"The Departed" Film Review
October 16th 2006 01:27
Aggressive and off-putting, The Departed doesn’t pull any punches in terms of story-telling, dialogue and atmosphere. It’s rough, edgy and unsentimental. At its heart however is a prickly charm and a quality film that provokes and distracts with its fast pace and uncompromising style.

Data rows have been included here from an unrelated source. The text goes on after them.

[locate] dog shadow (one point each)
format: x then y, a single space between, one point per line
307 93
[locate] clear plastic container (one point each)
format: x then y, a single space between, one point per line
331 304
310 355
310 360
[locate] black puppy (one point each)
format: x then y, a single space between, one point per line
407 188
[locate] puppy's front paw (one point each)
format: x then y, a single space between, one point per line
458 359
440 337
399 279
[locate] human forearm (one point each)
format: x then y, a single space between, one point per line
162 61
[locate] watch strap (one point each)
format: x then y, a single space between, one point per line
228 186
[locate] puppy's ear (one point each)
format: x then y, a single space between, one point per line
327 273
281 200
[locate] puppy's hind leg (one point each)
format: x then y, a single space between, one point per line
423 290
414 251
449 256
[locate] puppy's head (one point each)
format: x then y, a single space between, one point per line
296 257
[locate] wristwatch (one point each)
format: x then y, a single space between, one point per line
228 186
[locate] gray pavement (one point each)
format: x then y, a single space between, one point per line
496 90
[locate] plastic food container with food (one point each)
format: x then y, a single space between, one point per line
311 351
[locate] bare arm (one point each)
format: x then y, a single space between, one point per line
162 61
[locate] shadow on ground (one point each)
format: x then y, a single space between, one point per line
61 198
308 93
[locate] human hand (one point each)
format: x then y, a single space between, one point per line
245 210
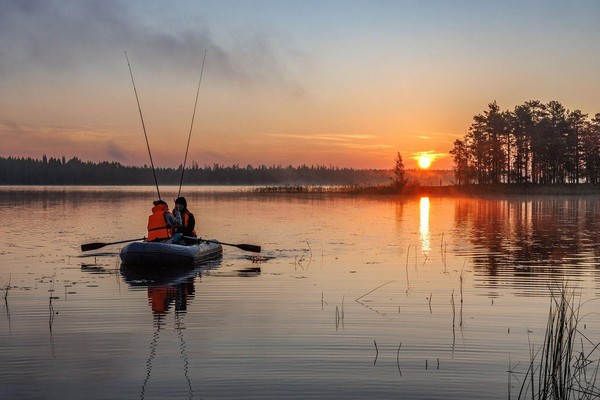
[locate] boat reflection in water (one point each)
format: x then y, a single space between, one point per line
167 286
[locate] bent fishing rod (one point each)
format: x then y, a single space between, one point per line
191 125
143 127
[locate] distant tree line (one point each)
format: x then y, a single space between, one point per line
60 171
534 143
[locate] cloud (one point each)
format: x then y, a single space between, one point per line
53 38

Centering on two police cadets from the Boston Police Department (Matt Damon and Leonardo Dicaprio) it focuses on the very different paths each must face to ultimately get to the same goal. Interestingly, its their history or who they’ve associated with that forces the police department into assessing their probability of graduation not as a good cop, but just a cop. Additionally, heritage or who your father was also contributes to what you’re presumedly going to be like in an ‘apple doesn’t fall far from the tree’ understanding. Unfortunately for one cadet, his history is littered with a family of petty crime and abusively is questioned by Dignam on why he’s trying to act like a policeman. The scene is hard to watch as the cadet is almost reduced to tears from a barrage of verbal attacks from the department, while he has to remain composed and answer as best he can. While for the other cadet of similar grades, his ascendance into the department is opposingly smooth due to lack of suspicion.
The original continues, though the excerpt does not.